I have a tendency to go on "what's the deal with..." tirades a la Jerry Seinfeld. I also don't always have a point to these little tirades (again, a la Seinfeld), but I hope to leave you a little bit amused or contemplative at the very least.

So having said all that...what's the deal with MySpace. Everyone has one. Even those who don't want MySpace accounts have them. Justin and I are perfect examples. Fuck a MySpace...but I'll be damned if I go 2 days without checking my messages. Well, my problem isn't really with MySpace as a whole. I think it's a great idea when used with good intentions like keeping in touch with old friends or chatting with people who hold similar interests in music, movies, etc. Anyone who has ever had a Friendster account knows MySpace rips Friendster a new hole every time. So what's my issue with MySpace? Slutbag moms. Slutbag moms are my problem with MySpace. Everyone has seen a profile like this:

"My name is Jenny. I am a single mom, and I love my kids with all my heart. I love Jesus, for all things are possible through HIM. I'm looking for decent people who share my love of kids, puppies and Jesus the Christ."

Then, you look at Jenny's pictures and it goes like this:

Picture of Jenny without a shirt holding her nipples
Picture of Jenny licking her finger provocatively
Picture of Jenny's son, Madison, playing little league with a caption that reads, "My heart!"
Picture of Jenny taking a body shot out of a half-naked woman's navel


I totally understand that she's probably a wonderful mom.
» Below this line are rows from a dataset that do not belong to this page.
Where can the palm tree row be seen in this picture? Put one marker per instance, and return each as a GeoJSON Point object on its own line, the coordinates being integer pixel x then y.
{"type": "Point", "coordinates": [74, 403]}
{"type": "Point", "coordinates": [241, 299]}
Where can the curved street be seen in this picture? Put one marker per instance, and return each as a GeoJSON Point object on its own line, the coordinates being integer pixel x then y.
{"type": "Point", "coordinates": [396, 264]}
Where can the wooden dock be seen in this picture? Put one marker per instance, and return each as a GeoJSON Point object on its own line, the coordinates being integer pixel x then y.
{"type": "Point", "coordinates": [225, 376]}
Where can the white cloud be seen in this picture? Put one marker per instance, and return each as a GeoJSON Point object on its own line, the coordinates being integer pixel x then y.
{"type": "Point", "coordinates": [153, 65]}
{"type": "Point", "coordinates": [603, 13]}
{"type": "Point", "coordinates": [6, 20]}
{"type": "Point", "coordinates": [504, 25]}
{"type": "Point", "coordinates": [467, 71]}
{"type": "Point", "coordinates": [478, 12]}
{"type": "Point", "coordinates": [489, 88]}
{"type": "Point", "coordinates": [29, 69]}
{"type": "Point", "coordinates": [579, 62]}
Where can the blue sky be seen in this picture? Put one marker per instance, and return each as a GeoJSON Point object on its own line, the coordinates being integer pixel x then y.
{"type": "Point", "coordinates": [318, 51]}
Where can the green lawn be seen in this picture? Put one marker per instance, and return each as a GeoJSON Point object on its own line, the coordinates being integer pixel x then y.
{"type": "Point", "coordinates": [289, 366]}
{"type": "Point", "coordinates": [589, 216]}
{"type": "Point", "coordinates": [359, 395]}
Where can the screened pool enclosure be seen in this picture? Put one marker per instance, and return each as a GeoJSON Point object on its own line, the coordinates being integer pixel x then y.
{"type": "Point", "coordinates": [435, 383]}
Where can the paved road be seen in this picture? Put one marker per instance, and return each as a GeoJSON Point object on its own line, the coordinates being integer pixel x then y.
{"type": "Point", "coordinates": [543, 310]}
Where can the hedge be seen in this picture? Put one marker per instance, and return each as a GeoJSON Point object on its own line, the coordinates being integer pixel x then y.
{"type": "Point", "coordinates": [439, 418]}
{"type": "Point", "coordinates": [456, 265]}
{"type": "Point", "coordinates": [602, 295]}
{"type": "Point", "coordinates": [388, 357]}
Unfortunately, she's also a very lonely woman. I just think these people should have a little more respect for their children than to sandwich them between pictures of them masturbating and making out with 3 other people. If Jenny wants to have a page with her kids on it, she should keep it clean/cleaner. If she wants a slutty MySpace she should keep her kids out of it. I really would hate to see what would happen to poor Madison when all his classmates see his mom's nipple pictures on the internet. Like I said, EVERYONE has a MySpace. I see little kids everyday at work who are looking at MySpace profiles. Save your children the embarrassment. If you're a horny middle-aged single mom don't post your kid's picture next to a picture of you touching yourself. Also, even if you THINK you're a M.I.L.F. you're probably NOT.